GET /counter-history
    returns Array<{[YearMonth]: counterAsString}>

Technologies used

Name

Namaene = the pronounciation or sound of a name.
- Namae means "name".
- Ne means "sound" as in Miku Hatsune (first-sound) or Len Kagamine (mirror-sound; mirrored sound as in echo?).

The project's name is a nod to Vocaloid.

~~NaNe~~: Simplified version, uses Na as in Kimi no Na wa.
- The nane subdomain is not available on Vercel.

Choosing a TTS provider

Requirements:

Impresses employers.
SSML support.
Free enough. (Requires credit card? Fine. Limited resources? Fine. Automatically charged after exceeding the free quota? Sucks, but may be manageable.)

Options:

Amazon Web Service (AWS)
- SSML? Yes.
  - Generating Speech from SSML Documents - Amazon Polly
- Free? Not really. "12 months free". Not "free forever".
Microsoft Azure
- SSML? Yes.
  - Speech Synthesis Markup Language (SSML) overview - Speech service - Azure AI services | Microsoft Learn
  - Pronunciation with Speech Synthesis Markup Language (SSML) - Speech service - Azure AI services | Microsoft Learn
- Free? Yes, but is it enough?
  - Text to Speech / 0.5 million characters free per month. Speech Services Pricing
Google Cloud
- SSML? Yes.
- Free? Yes, enough. Requires enabling billing, but you gotta ensure you don't go above the free monthly quota!
  - Free per month / Standard voices / 0 to 4 million characters" (https://cloud.google.com/text-to-speech/pricing)
  - Also, "new customers get $300 in free credits to spend on Text-to-Speech." (https://cloud.google.com/text-to-speech/)

Fallback

Use some fallback if the API is unusable for whatever reason?

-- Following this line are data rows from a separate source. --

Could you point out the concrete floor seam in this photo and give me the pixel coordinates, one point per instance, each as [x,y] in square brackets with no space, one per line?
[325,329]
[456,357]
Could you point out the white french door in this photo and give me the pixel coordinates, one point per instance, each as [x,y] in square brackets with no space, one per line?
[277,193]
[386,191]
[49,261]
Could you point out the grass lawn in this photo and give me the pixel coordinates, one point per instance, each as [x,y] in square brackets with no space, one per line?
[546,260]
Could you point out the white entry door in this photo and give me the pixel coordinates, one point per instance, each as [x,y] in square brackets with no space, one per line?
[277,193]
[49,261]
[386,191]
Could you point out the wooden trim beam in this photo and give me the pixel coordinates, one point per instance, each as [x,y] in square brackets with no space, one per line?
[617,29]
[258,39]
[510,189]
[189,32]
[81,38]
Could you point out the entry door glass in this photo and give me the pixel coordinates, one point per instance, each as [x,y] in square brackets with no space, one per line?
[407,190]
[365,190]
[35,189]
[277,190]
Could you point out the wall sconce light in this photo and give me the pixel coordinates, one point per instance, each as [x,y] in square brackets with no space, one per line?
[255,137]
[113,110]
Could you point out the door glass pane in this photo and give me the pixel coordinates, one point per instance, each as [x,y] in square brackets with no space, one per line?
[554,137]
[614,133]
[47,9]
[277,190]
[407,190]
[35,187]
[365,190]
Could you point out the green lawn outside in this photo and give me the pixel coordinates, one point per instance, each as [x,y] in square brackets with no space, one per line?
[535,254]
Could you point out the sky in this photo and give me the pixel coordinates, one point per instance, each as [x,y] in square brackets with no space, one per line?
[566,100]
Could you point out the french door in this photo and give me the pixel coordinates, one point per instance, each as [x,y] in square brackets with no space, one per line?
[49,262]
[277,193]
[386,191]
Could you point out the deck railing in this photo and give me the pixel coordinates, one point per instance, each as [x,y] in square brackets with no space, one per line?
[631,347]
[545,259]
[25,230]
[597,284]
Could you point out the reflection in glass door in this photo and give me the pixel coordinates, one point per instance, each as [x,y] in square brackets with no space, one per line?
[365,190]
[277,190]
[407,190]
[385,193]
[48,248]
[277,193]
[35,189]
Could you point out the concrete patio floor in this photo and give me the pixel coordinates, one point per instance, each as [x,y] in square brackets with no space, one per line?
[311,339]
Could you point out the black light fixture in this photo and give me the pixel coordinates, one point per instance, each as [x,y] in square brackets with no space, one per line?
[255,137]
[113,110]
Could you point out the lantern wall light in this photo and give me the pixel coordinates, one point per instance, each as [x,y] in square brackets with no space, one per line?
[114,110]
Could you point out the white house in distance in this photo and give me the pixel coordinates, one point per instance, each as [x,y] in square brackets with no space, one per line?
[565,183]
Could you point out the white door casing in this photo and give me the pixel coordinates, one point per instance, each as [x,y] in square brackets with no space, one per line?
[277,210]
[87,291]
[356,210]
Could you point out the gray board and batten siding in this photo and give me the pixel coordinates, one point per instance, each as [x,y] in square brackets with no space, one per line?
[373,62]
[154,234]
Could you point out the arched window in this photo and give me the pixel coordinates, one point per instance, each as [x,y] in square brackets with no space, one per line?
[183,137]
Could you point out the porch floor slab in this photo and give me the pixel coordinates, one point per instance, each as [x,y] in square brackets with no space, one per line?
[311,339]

Local. Use Web Speech API. It should work.

The text may be provided as plain text, or a well-formed SSML document. The SSML tags will be stripped away by devices that don't support SSML.

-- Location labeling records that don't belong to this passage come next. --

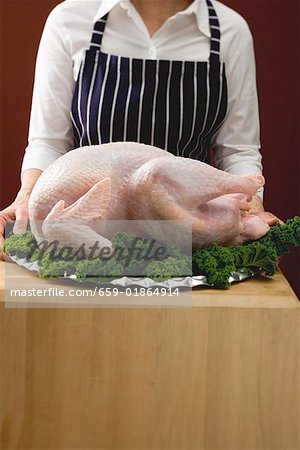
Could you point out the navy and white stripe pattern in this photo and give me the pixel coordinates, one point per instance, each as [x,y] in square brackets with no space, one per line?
[174,105]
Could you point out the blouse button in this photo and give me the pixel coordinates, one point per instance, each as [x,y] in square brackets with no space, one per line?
[152,52]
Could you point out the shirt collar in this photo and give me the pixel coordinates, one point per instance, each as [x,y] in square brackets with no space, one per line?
[198,7]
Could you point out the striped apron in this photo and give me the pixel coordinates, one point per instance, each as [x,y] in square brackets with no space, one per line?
[174,105]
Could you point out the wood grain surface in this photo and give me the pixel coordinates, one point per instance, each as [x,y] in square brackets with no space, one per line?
[222,374]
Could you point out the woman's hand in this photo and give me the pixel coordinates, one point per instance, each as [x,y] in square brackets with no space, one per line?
[18,211]
[257,208]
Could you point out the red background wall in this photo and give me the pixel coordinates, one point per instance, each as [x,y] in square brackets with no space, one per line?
[274,24]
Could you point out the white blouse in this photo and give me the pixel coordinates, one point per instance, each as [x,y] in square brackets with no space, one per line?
[184,36]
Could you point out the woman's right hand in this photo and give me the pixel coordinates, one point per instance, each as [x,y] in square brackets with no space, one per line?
[16,212]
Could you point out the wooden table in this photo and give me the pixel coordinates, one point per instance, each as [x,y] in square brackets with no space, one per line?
[222,374]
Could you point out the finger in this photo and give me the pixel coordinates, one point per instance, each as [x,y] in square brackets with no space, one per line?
[21,221]
[5,217]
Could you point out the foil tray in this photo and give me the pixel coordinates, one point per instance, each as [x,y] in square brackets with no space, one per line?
[200,280]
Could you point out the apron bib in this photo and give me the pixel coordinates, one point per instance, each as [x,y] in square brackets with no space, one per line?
[173,105]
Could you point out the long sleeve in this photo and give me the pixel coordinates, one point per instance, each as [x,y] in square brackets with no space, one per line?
[50,130]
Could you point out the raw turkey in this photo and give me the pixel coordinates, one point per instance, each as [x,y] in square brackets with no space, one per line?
[78,195]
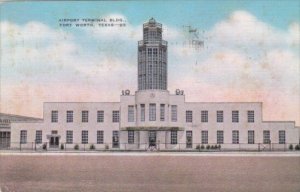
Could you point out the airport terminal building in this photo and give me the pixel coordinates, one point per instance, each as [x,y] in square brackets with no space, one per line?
[152,117]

-- https://developer.mozilla.org/en-US/docs/Web/API/SpeechSynthesisUtterance/text

However, when testing with Chrome/Edge v119 on Windows 10 Pro using various builtin engines (local and online), it did not seem to work. Either the text is spoken as if tags were stripped (like not considering emphasis and IPA phonemes) or it reads the XML file literally. As of 2023-11-XX, it's buggy, unpredictable, and ultimately unreliable. See:

Consider using some standalone TTS engine.

TTS engines

Design

Constraints

Limited quota. We want to optimize and cache whenever possible.
No money to spend. Meaning, we should not Google Cloud's Apigee (non-free) or Billing API (it can and prob will pause our usage after we exceed the quota, check the docs).

Assumptions

Only this project uses the TTS resource.
- Note: Can be improved, but let's keep it simple for now.
The client respects cache control directives.
- Not required, but nice.
- Browsers respect them (unless overriden).
- Other clients like curl and ffplay do not.

How it should work

Fail fast.

Assert that the request is valid, otherwise return a client error (400 Bad Request)
Let cacheKey = the checksum of the request params (ipaText, voice, etc.) using cannonical JSON maybe.
If request is conditional, and if its ETag equals cacheKey, return a response indicating it's not changed (304 Not Modified). Also, include whatever headers that tell the client to cache it forever.
If reached quota, return a server error (503 Service Unavailable).
Call the TTS API, it returns some audio data. Return it as body plus the content-type header.

Handling quota

Using Redis.

What to count

Google says <mark> are stripped, but that d 9210 oesn't matter. We don't care since we are only using a single <phoneme> tag.
We can just use TextEncoder and count bytes. Again, better be safe than sorry.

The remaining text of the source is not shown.